• Jan Dibbets, Shortest Day at Konrad Fisher Gallery, 1970.

    Jan Dibbets, Shortest Day at Konrad Fisher Gallery, 1970.

    Behind the Facts: Interfunktionen

    Fundació Joan Miró
    Parc de Montjuïc s/n
    February 19–May 2, 2004

    Curated by Gloria Moure

    Structured around some of the most scrupulously unscrupulous projects highlighted in the twelve issues of the groundbreaking international journal Interfunktionen, this exhibition captures the enormous transformation of art that took place between 1966 and 1975 and crystallizes the exchange of ideas between Europe and the US in those years when both ends were burning. The one hundred works on view, by Günther Brus, Richard Long, Yvonne Rainer, and thirty-six other artists, were made during the journal’s run (though not all were featured in it) and were inspired by the events of the same period. The catalogue includes essays by, among others, Interfunktionen’s founding editor, Friedrich Heubach.

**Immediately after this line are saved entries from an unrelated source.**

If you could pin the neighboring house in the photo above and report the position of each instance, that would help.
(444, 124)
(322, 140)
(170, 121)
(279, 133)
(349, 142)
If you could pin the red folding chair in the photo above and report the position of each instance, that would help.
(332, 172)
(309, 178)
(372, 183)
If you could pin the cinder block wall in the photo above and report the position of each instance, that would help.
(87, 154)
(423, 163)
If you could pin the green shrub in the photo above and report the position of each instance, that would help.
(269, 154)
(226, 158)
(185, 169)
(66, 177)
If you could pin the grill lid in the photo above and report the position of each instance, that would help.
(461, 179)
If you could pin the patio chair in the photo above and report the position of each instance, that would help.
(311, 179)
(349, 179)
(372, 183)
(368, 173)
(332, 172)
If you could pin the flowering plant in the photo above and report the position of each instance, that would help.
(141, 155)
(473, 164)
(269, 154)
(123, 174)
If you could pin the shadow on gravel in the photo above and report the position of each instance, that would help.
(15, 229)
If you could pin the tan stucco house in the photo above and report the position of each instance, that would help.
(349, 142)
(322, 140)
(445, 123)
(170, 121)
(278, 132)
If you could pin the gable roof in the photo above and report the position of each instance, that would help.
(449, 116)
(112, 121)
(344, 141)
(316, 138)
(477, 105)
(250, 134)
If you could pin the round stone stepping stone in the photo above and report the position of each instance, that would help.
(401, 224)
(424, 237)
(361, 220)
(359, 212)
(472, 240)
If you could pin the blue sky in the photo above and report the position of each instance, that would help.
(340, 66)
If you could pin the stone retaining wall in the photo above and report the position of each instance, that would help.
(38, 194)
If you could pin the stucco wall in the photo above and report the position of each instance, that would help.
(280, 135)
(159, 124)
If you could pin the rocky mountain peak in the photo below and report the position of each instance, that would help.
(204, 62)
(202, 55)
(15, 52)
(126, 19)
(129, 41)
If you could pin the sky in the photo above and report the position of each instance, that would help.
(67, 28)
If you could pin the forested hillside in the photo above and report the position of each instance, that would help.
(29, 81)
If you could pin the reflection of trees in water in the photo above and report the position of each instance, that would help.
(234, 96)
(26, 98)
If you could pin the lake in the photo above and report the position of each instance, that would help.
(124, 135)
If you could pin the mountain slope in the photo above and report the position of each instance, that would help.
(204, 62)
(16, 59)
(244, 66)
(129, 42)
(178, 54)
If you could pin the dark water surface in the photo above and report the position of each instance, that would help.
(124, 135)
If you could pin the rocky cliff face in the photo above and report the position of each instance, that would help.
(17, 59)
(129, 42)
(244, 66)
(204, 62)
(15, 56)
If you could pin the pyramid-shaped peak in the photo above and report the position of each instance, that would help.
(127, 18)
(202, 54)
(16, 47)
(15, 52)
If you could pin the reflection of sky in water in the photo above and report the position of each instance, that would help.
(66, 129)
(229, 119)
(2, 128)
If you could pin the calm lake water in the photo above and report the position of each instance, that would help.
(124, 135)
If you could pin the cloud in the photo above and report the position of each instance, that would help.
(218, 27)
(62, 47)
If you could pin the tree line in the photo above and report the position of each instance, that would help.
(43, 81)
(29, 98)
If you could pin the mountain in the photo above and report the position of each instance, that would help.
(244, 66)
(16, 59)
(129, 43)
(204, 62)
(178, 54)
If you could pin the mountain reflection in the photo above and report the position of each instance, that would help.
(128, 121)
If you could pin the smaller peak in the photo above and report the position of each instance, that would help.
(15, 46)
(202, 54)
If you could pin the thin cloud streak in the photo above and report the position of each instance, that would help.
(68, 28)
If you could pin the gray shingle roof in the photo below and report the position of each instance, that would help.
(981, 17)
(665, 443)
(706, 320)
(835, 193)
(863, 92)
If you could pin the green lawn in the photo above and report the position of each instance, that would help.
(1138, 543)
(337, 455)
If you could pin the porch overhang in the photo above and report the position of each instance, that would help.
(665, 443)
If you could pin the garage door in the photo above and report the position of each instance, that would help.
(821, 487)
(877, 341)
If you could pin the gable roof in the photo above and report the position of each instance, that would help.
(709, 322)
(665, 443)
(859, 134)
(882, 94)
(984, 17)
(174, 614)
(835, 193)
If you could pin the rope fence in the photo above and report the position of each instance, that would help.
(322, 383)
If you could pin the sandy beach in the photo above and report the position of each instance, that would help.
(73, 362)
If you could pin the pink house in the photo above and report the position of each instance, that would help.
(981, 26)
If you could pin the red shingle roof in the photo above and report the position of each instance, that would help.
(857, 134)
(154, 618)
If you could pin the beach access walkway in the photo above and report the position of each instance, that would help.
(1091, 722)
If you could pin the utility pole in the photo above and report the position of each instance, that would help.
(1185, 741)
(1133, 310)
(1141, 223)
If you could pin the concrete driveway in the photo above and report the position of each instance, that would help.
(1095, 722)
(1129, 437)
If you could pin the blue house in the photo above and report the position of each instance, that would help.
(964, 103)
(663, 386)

  • Vito Acconci, Hands Down/Side by Side, 1969, black-and-white photographs and pastel on board, 30 x 40".

    Vito Acconci, Hands Down/Side by Side, 1969, black-and-white photographs and pastel on board, 30 x 40".

    Vito Acconci

    Museu d'Art Contemporani de Barcelona (MACBA)
    Plaça dels Angels, 1
    January 29–May 9, 2004

    Musée des Beaux-Arts de Nantes

    June 1–September 1, 2004

    Curated by Corinne Diserens

    It’s well known that the artist Vito Acconci was active in the mid-’60s as the poet Vito Hannibal Acconci, but until now not much has been made of his move from the page to the gallery and beyond. This exhibition aims to show how his poetry, in which the page was treated as a field of action with words as props, led to the performative occupation of real space—physical, psychological, and architectural. The curator has gathered close to fifty works for this purpose: film, video, and installations from the late ’60s to the late ’70s, as well as his complete audio works and three new films on the early years of his studio. The catalogue includes a selection of Acconci’s poetry and an interview by Thurston Moore.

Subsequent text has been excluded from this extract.